When the rights sale happened in 2010, Nimbus found it hard to justify the price tag of its previous lucrative purchase and the company reduced the price to Rs 2,000 crore. Due to Nimbus’ financial troubles, BCCI nullified its contract with the broadcaster midway. At that point, India had just won the 2011 World Cup and the cricket frenzy in the country was at a fever pitch.
Star India, owned by media mogul Rupert Murdoch, stepped in to sweep up the rights for BCCI’s bilateral matches for the next six years at Rs 3,851 crore. For Star, a popular asset like cricket could help it cross-sell many of its other offerings.
“Back then, a broadcaster could go to its distributors and tell them that there is a bundle of 40 channels, out of which some channels will telecast IPL or BCCI cricket. This used to give them a drive on subscription revenue,” says Rajesh Sethi, former head of Ten Sports and NBA India.
Primarily, there are three revenue sources for broadcasters: subscription, ad sales and syndication. There is consensus within the sports media industry that advertisements form the majority of revenue for cricket broadcasters.
Raheja believes that the revenue from advertising alone was sufficient for Star to cover the acquisition costs of its cricket properties before 2018. The data from Media Partners Asia further shows that Star India’s television ad sales revenue rose almost five times from Rs 1,526.8 crore in FY10 to Rs 7,482 crore in FY18. Its digital property Hotstar also brought in Rs 568 crore ad revenue in FY2018.
By the end of FY18, Star was the second largest media network in India, and it closed FY2018 with a profit of Rs 287.7 crore. But things were about to change for Star India, and the broader sports broadcasting industry in the country, due to regulatory changes by the Telecom Authority of India (TRAI) and consumer preferences leaning towards the digital.
After having acquired IPL and other cricket properties at high prices, Star India was taken over by global media major Walt Disney company in 2019 for $71.3 billion. The network also slipped into the red, posting a loss of Rs 1,216 crore in FY2019.

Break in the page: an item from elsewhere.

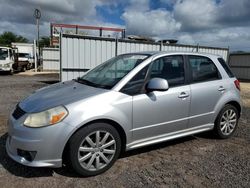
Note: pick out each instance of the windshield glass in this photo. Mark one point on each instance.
(112, 71)
(26, 55)
(3, 53)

The IPL media costs for 2018–22 alone were Rs 16,347.5 crore. The annualised rate was Rs 3,269.5 crore, more than four times the price Sony Pictures Network India paid for the initial 10 seasons of the IPL. After losing the IPL rights, NP Singh, managing director and CEO of Sony, had said that his network became larger and more profitable since parting ways with the IPL. Industry executives were sceptical whether Star would be able to break even with all the investments it had made in cricket assets.
“In most markets, including India, sports broadcast is viewed as a loss leader. But as a network, it allows you to create a much bigger impact by building a lot around it and cross-selling other properties,” says Mihir Shah, vice president and head of Media Partners Asia (MPA) for India.
But by 2019, the idea of cross-selling other products on linear TV took a regulatory hit when TRAI allowed consumers to select and pay only for the channels, they wanted instead of subscribing to bigger packages offered by broadcast networks.
Around the same time, cord cutting—users cancelling subscriptions to multi-channel television services—started becoming an increased phenomenon across India. As per the FICCI-EY 2023 report, TV subscription revenue has been falling for three straight years now and has hit degrowth.
Data shows that between 2019 and 2022, Disney Star shelled out Rs 6,114 crore every year for broadcasting BCCI bilateral, IPL and ICC events across its linear TV and digital platform. The average annual ad revenue across the entirety of India’s cricket market in this period was not more than Rs 5,000 crore.
Given this background, are the skyrocketing valuations justified? Raheja does not think so. He says, “The way the valuation has leapfrogged in the recent past, it is just not justifiable.” On top of the pressure on TV subscription revenue, broadcasters are also grappling with Ambani’s big gamble on streaming business which has changed the game.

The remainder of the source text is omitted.